Find the damned cache, though it seemed as if he’d looked everywhere.

He’d done what he could to bring the Mannings back to solvency, but in the end they weren’t his responsibility, just an errant whim on his part.

They would do fine without him, and if they didn’t, so be it.

They could sink or swim for all he cared.

“Lock her in her room,” he said gruffly, not allowing himself to look at her too closely. “Tie her up if you have to. Just make sure she doesn’t leave the house on her own again.”

“Yes, master,” Martina said in a cheeky voice, threading her arm through Georgie’s. “Let’s go home, lovey.”

And Georgie turned her back on him without another word.

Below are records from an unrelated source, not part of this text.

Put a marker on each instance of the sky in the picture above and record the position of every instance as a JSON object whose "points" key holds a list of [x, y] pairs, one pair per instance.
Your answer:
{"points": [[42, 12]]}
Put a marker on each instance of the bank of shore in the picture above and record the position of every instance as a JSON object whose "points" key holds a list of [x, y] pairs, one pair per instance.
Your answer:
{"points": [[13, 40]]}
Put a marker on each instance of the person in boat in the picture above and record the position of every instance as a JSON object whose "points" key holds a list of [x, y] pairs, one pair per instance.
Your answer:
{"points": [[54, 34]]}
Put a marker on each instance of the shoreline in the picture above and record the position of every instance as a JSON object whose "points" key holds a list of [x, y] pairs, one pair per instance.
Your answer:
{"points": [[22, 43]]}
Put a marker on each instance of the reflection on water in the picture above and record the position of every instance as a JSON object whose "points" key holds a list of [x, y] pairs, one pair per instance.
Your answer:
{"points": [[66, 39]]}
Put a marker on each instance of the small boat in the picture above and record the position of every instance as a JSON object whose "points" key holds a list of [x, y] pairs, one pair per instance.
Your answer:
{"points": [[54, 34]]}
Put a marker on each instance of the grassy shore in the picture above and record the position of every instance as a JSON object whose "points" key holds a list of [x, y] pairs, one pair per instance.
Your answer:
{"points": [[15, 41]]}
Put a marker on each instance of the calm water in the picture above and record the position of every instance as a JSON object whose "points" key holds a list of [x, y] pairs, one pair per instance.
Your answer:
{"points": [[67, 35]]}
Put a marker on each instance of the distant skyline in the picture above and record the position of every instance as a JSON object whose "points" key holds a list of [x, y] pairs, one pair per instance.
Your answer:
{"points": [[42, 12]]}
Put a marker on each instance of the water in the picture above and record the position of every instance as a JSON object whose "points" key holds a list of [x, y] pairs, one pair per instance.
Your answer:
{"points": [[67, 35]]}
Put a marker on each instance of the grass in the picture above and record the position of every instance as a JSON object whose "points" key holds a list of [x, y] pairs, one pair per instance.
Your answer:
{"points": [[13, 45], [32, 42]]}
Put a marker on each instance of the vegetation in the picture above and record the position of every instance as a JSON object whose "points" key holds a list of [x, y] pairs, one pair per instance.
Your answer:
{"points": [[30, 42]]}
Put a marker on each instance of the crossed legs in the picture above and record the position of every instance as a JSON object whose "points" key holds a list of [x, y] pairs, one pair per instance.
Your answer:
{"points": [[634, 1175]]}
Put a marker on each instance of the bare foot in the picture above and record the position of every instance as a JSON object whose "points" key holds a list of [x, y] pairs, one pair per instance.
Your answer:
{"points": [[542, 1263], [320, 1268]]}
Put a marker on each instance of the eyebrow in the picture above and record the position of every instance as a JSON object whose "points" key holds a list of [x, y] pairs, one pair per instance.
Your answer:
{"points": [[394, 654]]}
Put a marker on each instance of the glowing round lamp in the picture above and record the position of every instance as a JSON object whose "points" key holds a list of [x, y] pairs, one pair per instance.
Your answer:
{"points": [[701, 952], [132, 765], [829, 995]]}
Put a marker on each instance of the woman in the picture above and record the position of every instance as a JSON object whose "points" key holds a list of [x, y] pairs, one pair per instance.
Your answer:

It was a short walk back to the house, but for Georgie it seemed endless as Martina kept up a line of soothing chatter.

Georgie only half listened. She felt curiously sluggish, as if she were fighting her way through jellied consommé, and there was nothing she wanted to say or do but throw herself on her bed and weep.

Rafferty was leaving. She knew it wasn’t an empty threat—indeed, she’d been afraid this day would come since the moment he first set foot in the house.

He wasn’t made to be a butler, even though he certainly was a splendid one.

No, he was something far grander, like..

.like a pirate, or a highwayman, or something. And he didn’t want her.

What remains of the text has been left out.